FITOOR is a huge letdown despite its great visuals, as it fails to connect emotionally. At the Box-Office, the movie will appeal only to a minuscule set of multiplex audience. FITOOR's director Abhishek Kapoor seems extremely confused in his narrative of FITOOR. While the film does have its moments under the sun, FITOOR turns out to be such a BIG disappointment for all those who really had 'great expectations' (no pun intended) from the film.
Fitoor is one of those films where the milieu plays a major role and since it’s Kashmir, it works wonders. Every frame of the film is captured with a great deal of thought and looks stunning. What pulls the film down is its pace. Not many can endure a love story that stretches for this long.

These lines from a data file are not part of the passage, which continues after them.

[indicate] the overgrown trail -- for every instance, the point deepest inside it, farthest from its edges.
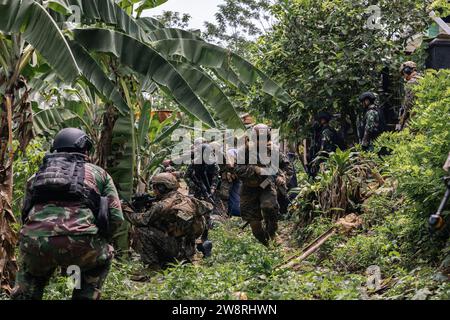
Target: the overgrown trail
(240, 268)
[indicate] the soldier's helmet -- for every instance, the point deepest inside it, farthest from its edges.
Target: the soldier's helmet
(324, 115)
(408, 67)
(71, 140)
(167, 180)
(368, 95)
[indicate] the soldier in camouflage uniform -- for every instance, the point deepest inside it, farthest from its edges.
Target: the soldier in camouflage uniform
(71, 210)
(259, 192)
(167, 232)
(226, 177)
(370, 126)
(325, 141)
(409, 72)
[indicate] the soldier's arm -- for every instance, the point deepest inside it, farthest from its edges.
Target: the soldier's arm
(215, 179)
(145, 218)
(115, 210)
(286, 168)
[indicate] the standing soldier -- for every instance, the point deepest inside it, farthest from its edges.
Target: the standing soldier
(226, 177)
(71, 210)
(326, 140)
(408, 70)
(202, 177)
(371, 125)
(259, 192)
(168, 230)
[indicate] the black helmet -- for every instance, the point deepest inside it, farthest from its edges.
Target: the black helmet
(324, 115)
(71, 140)
(368, 95)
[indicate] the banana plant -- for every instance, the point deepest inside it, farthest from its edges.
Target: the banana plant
(112, 54)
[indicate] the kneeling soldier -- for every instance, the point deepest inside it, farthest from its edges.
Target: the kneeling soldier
(168, 230)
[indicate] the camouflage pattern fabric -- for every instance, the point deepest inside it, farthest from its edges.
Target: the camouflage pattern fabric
(61, 233)
(408, 102)
(41, 256)
(228, 177)
(327, 140)
(167, 232)
(259, 205)
(60, 218)
(370, 126)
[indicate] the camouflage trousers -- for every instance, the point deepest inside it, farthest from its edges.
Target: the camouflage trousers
(445, 265)
(222, 197)
(157, 249)
(40, 257)
(260, 208)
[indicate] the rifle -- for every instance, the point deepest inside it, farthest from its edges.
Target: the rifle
(436, 222)
(142, 202)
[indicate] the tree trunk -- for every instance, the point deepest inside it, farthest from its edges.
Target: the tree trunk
(8, 237)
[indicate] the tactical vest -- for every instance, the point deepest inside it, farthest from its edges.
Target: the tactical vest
(61, 178)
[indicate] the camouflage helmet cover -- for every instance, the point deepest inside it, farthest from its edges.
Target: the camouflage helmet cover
(409, 64)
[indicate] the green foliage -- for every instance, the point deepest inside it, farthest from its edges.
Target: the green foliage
(339, 188)
(25, 165)
(420, 151)
(326, 55)
(238, 265)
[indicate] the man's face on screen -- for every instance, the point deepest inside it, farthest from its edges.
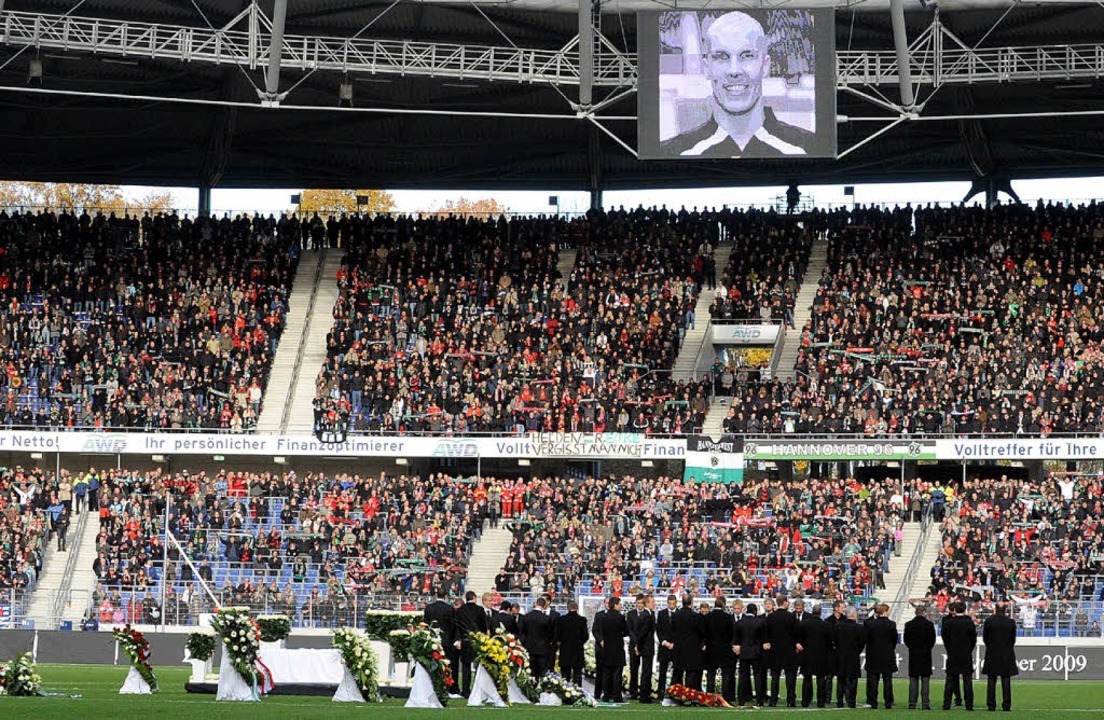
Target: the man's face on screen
(735, 62)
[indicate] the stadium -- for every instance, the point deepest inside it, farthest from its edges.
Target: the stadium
(759, 457)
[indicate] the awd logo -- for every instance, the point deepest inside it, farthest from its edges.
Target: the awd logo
(456, 450)
(112, 444)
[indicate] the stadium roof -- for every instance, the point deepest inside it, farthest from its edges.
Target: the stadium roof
(146, 117)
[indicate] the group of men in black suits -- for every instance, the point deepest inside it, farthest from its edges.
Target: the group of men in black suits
(744, 656)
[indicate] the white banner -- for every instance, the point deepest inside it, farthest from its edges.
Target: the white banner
(744, 334)
(1020, 448)
(590, 445)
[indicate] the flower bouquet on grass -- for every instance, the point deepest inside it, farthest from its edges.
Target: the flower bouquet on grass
(20, 679)
(200, 645)
(691, 698)
(136, 647)
(274, 628)
(426, 649)
(241, 638)
(380, 623)
(360, 658)
(566, 691)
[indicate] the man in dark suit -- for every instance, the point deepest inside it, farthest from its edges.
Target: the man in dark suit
(612, 637)
(999, 638)
(747, 635)
(537, 636)
(850, 639)
(719, 655)
(817, 659)
(644, 639)
(920, 639)
(666, 642)
(783, 645)
(571, 636)
(634, 659)
(688, 627)
(470, 618)
(598, 659)
(881, 655)
(959, 638)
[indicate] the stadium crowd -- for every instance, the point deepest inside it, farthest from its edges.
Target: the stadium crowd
(823, 538)
(159, 323)
(1038, 547)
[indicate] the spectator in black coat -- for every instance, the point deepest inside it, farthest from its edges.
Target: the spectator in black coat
(666, 642)
(719, 655)
(999, 638)
(644, 636)
(959, 638)
(782, 643)
(817, 659)
(688, 628)
(538, 634)
(850, 639)
(920, 639)
(881, 655)
(571, 636)
(470, 618)
(747, 636)
(613, 632)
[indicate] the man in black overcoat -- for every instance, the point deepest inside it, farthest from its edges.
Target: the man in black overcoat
(644, 636)
(747, 637)
(850, 639)
(881, 655)
(783, 646)
(959, 638)
(688, 627)
(920, 639)
(571, 637)
(719, 656)
(470, 618)
(613, 633)
(666, 639)
(999, 637)
(537, 637)
(817, 658)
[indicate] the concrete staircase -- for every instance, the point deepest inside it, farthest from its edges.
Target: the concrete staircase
(488, 557)
(803, 305)
(929, 553)
(899, 565)
(566, 264)
(53, 579)
(686, 363)
(287, 352)
(311, 350)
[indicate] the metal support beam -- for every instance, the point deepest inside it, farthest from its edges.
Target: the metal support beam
(585, 54)
(901, 44)
(275, 52)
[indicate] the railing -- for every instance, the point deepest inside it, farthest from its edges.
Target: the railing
(61, 597)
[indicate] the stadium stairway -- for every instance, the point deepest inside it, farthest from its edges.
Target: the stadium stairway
(287, 352)
(52, 579)
(301, 419)
(803, 307)
(923, 576)
(686, 363)
(566, 265)
(488, 557)
(899, 564)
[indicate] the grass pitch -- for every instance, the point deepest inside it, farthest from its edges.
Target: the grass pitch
(91, 691)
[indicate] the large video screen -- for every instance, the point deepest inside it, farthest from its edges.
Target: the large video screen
(736, 84)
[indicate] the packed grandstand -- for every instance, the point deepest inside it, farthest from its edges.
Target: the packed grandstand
(926, 321)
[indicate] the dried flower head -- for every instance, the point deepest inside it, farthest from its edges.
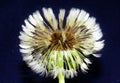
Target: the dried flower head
(49, 47)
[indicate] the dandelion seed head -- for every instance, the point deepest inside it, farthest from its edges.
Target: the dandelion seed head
(50, 48)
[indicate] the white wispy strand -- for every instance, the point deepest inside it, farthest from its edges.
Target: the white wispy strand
(36, 42)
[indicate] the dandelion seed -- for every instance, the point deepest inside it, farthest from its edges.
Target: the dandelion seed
(52, 49)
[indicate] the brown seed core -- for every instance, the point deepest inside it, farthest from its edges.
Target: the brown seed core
(62, 41)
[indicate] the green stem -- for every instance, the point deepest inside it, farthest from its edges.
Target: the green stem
(61, 78)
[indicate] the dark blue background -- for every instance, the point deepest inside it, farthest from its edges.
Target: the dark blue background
(12, 14)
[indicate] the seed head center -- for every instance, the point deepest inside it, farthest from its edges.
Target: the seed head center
(62, 40)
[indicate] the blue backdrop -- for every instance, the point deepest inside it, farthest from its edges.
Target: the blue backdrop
(12, 14)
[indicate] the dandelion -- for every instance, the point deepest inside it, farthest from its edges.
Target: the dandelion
(60, 47)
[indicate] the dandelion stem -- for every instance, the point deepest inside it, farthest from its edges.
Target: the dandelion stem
(61, 78)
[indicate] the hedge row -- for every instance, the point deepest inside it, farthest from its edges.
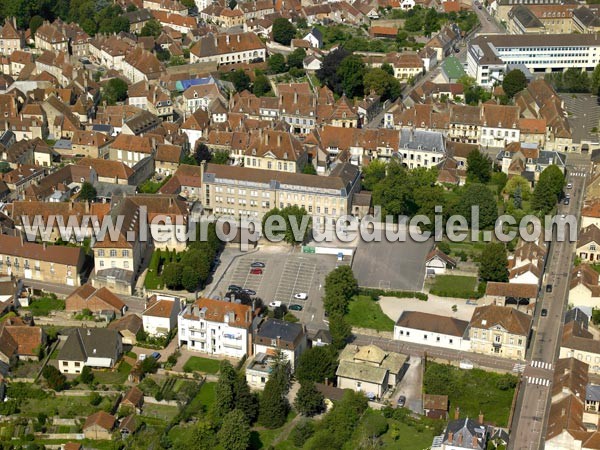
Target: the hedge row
(376, 293)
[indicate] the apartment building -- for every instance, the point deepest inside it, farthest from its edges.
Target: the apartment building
(489, 56)
(499, 331)
(241, 191)
(228, 49)
(41, 262)
(217, 327)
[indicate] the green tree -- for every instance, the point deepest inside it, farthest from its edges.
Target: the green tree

‘Inspiration’ Charles Dickens is just the first casualty. Fitoor spares no one, not Kashmir, not Delhi, not London, not artists, and not even poor Pakistan, which somehow finds its way into this tale essentially about love traversing social divides.
Melodrama and a superficial love story are some of the road blocks that hinder a beautiful cinematic journey Abhishek Kapoor wanted to take you on. Aditya and Tabu are undoubtedly the best bets in Fitoor. While you are likely to fall in love with Noor (Aditya), pity and hate is what Tabu’s Begum Hazrat evokes.
Fitoor, based on Charles Dickens' Great Expectations, meets some expectations - but not all. The film also looks gorgeous - but opulence takes over substance, chinars, minars and lace dominating grip, passion and pace. For a love story, Fitoor lacks heat. To play with a great quote, oh what a tangled web we weave, when we learn to retrieve - in this case, retrieving a classic indeed caused a tangle, albeit one of Pashmina dhaagas.
Abhishek Kapoor's adaptation of the Dickens classic is laudable in parts. Fitoor, for all its spellbinding beauty, fumbles bad. The story meanders and loses way in between, and there seems a certain urgency in tying all the loose ends. At the end of the day, Fitoor demands a lot of patience on the part of the viewer. But that is largely made up for by Kashmir. Watch the film for its sheer beauty.